The ways things most often work, in actuality, is that it’s far easier to do what others want you to do, what’s already proven to work out well, what brings in the bucks, or what’s well established or even commonplace.
To do what you love generally requires:
- A strong, internal sense of direction
- A great deal of innovation and improvisation
- Fighting and winning against forces that oppose your vision
- A willingness to endure a long start-up period with few rewards
- Acceptance of uncertainty and even a likelihood of failure.
Yes, the rewards for doing what you love can be great, and long-lasting. But success at doing what you love is usually an uphill battle rather than a downhill joyride.
Fear Is a Major Driver
Few people admit to being fearful, but fear is one of the most powerful of human emotions, and therefore turns out to be a major driver of what people say, do, and feel. If you look beneath the surface, you can often find fear in:
- Hatred or dislike of others, both individuals and groups
- Reluctance to change or take chances
- Dissatisfaction with daily work and life
- Unwillingness to learn, grow, or accept new information
- Poor or self-destructive choices
- Difficulty letting go of past thoughts or feelings and moving forward
and much more.
Knowing that fear underlies a lot of what people say, do, and feel creates opportunities for you to be more tolerant of others’ imperfections. Looking for underlying fears also facilitates your own personal growth and development.
A Series of Small Choices Creates Big Results
Although your work and your life tend to appear as large, continuous patterns, in reality they are stitched together by dozens, hundred, even thousands of small choices. Like bricks placed together to form a home, or daubs of paint that together form an image, your basic choices determine what you strive for and how much you accomplish.
For this reason, it’s important you don’t slack off on your basic choices. Sure, it’s easier to watch TV than do one more task. It’s more fun to hang with your friends and family than tackle one more project. It’s less taxing to follow others than to establish and pursue one more important goal.
But when you take the more challenging road in these and other ways, you generally arrive at more satisfying destinations.

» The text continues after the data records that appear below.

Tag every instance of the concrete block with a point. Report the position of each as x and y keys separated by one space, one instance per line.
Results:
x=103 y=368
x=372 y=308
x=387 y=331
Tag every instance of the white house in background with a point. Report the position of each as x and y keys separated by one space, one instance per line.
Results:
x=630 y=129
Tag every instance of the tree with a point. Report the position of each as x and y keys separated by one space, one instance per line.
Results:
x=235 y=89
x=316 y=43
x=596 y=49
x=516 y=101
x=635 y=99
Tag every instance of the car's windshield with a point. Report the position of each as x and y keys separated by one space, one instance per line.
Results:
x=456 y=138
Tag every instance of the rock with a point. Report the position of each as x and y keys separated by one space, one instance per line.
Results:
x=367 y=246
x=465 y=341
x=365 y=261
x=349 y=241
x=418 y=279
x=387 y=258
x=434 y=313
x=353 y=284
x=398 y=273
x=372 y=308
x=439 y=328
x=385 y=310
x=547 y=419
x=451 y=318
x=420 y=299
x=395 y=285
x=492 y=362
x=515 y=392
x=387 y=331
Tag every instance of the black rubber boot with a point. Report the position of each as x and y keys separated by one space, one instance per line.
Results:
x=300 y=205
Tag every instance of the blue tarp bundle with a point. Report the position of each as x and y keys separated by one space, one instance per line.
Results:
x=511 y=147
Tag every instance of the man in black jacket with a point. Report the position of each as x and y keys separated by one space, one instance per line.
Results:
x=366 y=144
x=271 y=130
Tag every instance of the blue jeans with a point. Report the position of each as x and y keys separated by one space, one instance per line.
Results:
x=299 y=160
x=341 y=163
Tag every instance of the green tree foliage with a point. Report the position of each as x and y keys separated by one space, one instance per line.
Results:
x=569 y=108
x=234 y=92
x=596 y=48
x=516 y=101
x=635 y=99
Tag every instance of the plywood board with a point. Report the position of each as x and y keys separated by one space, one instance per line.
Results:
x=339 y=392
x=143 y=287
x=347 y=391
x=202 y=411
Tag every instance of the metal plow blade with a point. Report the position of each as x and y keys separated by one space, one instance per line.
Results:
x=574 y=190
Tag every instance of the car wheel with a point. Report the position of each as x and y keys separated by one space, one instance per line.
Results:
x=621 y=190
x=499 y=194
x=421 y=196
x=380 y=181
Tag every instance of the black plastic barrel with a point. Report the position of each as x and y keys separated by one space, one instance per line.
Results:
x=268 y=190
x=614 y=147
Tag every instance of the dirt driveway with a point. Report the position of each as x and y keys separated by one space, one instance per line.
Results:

Sometimes, the Only Way Forward is Through
One of the most difficult life lessons to learn is that what’s difficult is often what’s best. I touched on this above, when discussing doing what you love. But the thought goes much deeper: It’s true that what’s important to you is often difficult for you to pursue. It’s even truer, however, that what’s difficult often contains and leads to much greater benefits and rewards than what’s easy.
There are at least two reasons for this:
- What’s difficult often requires more preparation, more effort, more skill and ability, and yields its special rewards only to those who can meet these extra requirements.
- There is a special kind of satisfaction that results from overcoming adversity, fighting through obstacles, and working to your maximum capabilities – all fairly common attributes of doing what’s difficult.
As I wrote before, these are truths you will almost certainly learn at some point during your life. The earlier you learn them, however, the longer they will be active in helping to guide your steps productively and successfully through your work and your life.